OC Parents Sue Doctor for Drug Deaths of Sons
Dr. Tseng has been covered here as we discussed her reckless behavior of prescribing opiates carelessly from her Rowland Heights based Osteopathy practice. Parents of 2 overdose victims are taking drastic legal measures.
This week in Orange County the parents of two young men filed lawsuits against the doctor who supplied the prescription drugs the lead to the deaths of their sons. Dr. Lisa Tseng, who dispenses prescriptions from an office in a strip mall in Rowland Heights, has been linked to 10 drug deaths since 2007. Most of the deaths involved young men who drove to her office from Orange County and paid cash for prescriptions that they filled at pharmacies located miles away.
According to the Los Angeles Times, Dr. Tseng is accused in the suit of acting more like a drug dealer than a responsible health care provider. Ryan Winter and Riley Russo, the young men who are the subject of the lawsuit, were each 20 years old when they died after taking Opana, a prescription narcotic painkiller that is similar to OxyContin. Tseng also prescribed other dangerous drugs to both young men.
Dr. Tseng, a 40-year-old osteopath, denies responsibility for any drug deaths, blaming her patients for not following dosage instructions. Medical and drug authorities view her actions differently. State medical investigators have begun the process to revoke Dr. Tseng's medical license and she is the subject of a criminal investigation by the DEA. She is accused of indiscriminately prescribing a wide variety of painkillers, anti-anxiety medications and muscle relaxants.
Riley Russo was a high school football player who began abusing Opana and Xanax, a prescription anti-anxiety drug, at age 16. He quit sports and became consumed by drug addiction, eventually trying heroin. Before his death, he had recently completed drug rehab treatment and was working as a painter. Despite Russo's record of drug addiction, Dr. Tseng wrote him multiple prescriptions for high doses of dangerous drugs, including Opana and Xanax. His parents claim in their lawsuit that her actions played a substantial role in his death.
According to lawyer Larry Eisenberg, who is handling the lawsuit for the parents, Ryan Winter obtained two prescriptions for Opana and one for Xanax from Dr. Tseng the week he died. He describes the doctor's actions as destroying the lives of his clients.
In an earlier case, a group of Arizona State University students that included 21-year-old Joey Rovero traveled from Arizona to Southern California with the express purpose of obtaining drugs from Dr. Tseng. They left with a handful of prescriptions and headed back to school. A week later Rovero was dead from a drug overdose.

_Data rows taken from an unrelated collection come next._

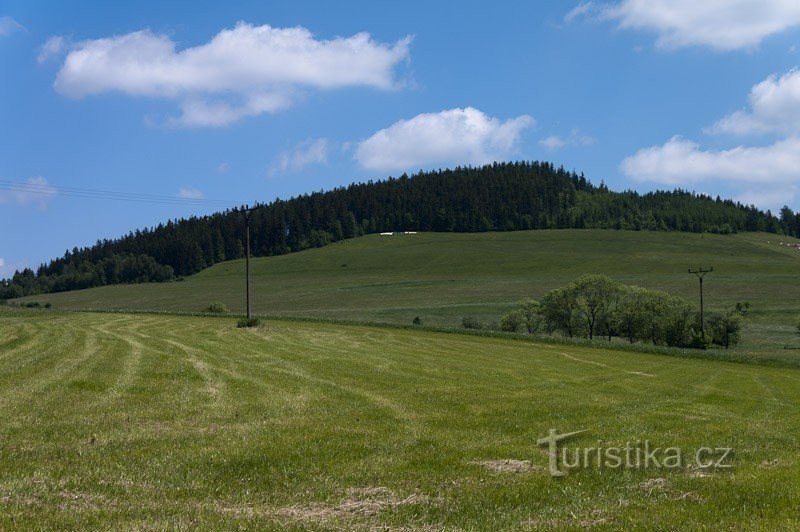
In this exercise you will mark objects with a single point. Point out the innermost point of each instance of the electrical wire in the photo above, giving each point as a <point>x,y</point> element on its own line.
<point>87,193</point>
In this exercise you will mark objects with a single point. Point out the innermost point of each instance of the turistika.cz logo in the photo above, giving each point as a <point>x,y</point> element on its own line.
<point>633,455</point>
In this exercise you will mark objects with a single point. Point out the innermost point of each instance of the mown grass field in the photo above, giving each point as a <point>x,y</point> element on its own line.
<point>136,421</point>
<point>443,277</point>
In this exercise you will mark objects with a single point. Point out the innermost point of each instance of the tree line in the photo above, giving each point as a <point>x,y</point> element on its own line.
<point>496,197</point>
<point>595,306</point>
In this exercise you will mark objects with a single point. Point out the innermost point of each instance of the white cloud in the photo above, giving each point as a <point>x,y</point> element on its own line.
<point>8,26</point>
<point>584,9</point>
<point>719,24</point>
<point>52,47</point>
<point>311,151</point>
<point>770,173</point>
<point>190,193</point>
<point>35,191</point>
<point>455,136</point>
<point>769,199</point>
<point>575,138</point>
<point>240,72</point>
<point>774,107</point>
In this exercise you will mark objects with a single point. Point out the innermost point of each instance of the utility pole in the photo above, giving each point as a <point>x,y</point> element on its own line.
<point>700,273</point>
<point>247,213</point>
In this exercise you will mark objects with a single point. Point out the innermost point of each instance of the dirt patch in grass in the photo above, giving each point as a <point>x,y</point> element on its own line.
<point>359,502</point>
<point>509,466</point>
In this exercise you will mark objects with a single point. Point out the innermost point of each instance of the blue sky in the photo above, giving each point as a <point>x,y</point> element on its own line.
<point>245,101</point>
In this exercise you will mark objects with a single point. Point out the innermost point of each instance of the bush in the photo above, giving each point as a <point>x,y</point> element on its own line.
<point>216,308</point>
<point>470,323</point>
<point>512,322</point>
<point>725,329</point>
<point>248,322</point>
<point>699,341</point>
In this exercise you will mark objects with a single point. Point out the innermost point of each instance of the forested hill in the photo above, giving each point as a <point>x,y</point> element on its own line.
<point>498,197</point>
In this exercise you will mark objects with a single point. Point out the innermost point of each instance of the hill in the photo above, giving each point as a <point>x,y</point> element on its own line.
<point>499,197</point>
<point>443,277</point>
<point>154,422</point>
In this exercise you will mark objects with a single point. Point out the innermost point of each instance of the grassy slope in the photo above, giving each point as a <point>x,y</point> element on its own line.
<point>158,422</point>
<point>444,276</point>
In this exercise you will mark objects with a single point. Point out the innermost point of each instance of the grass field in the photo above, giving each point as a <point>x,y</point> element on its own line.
<point>137,421</point>
<point>442,277</point>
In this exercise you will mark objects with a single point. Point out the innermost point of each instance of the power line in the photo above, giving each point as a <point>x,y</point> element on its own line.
<point>87,193</point>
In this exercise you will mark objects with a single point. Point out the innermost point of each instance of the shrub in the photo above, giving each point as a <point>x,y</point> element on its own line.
<point>512,322</point>
<point>216,308</point>
<point>470,323</point>
<point>699,341</point>
<point>493,325</point>
<point>248,322</point>
<point>725,329</point>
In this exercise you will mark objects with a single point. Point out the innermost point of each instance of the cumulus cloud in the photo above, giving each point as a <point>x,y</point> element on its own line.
<point>771,174</point>
<point>455,136</point>
<point>190,193</point>
<point>34,191</point>
<point>774,106</point>
<point>575,138</point>
<point>719,24</point>
<point>311,151</point>
<point>240,72</point>
<point>584,9</point>
<point>8,26</point>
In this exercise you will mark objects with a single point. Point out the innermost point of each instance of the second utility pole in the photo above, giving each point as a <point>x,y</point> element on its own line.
<point>700,273</point>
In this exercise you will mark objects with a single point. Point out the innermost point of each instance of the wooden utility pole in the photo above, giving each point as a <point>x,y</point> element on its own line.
<point>247,213</point>
<point>701,273</point>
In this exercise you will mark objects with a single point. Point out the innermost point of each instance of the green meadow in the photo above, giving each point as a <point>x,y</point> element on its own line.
<point>442,277</point>
<point>151,422</point>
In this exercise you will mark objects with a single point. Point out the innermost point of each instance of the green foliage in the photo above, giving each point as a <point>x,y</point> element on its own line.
<point>725,329</point>
<point>524,318</point>
<point>699,341</point>
<point>497,197</point>
<point>468,322</point>
<point>216,308</point>
<point>244,323</point>
<point>512,322</point>
<point>595,304</point>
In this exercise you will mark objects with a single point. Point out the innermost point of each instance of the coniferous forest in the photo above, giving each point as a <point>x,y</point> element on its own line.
<point>497,197</point>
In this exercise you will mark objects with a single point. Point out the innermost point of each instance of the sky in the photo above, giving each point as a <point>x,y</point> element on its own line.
<point>208,105</point>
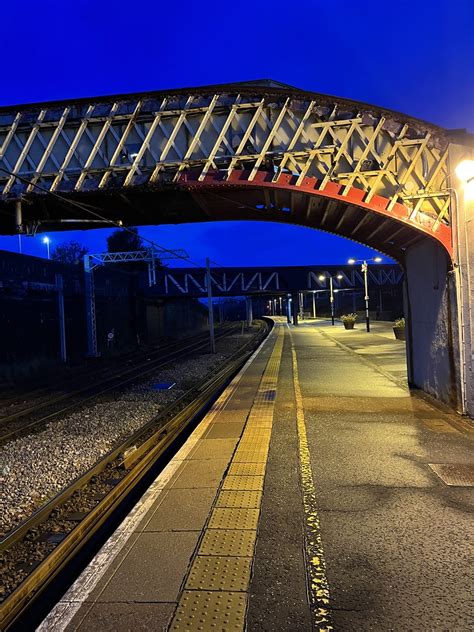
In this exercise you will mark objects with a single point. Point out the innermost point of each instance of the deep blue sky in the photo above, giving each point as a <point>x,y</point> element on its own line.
<point>414,56</point>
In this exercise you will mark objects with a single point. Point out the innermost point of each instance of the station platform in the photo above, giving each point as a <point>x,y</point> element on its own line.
<point>314,495</point>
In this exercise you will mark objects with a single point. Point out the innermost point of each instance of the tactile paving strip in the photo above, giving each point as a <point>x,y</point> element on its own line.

Even if Dr. Tseng is innocent of purposely acting as a drug dealer, she is guilty of ignoring the dangers of prescription drugs and being unaware of the warning signs of drug abuse and addiction. Last April, the Obama administration announced that it would seek legislation to require doctors to undergo additional training before being allowed to prescribe powerful drugs like OxyContin, Opana and Xanax. If this training had been required in the past, perhaps some of Dr. Tseng's patients would still be alive.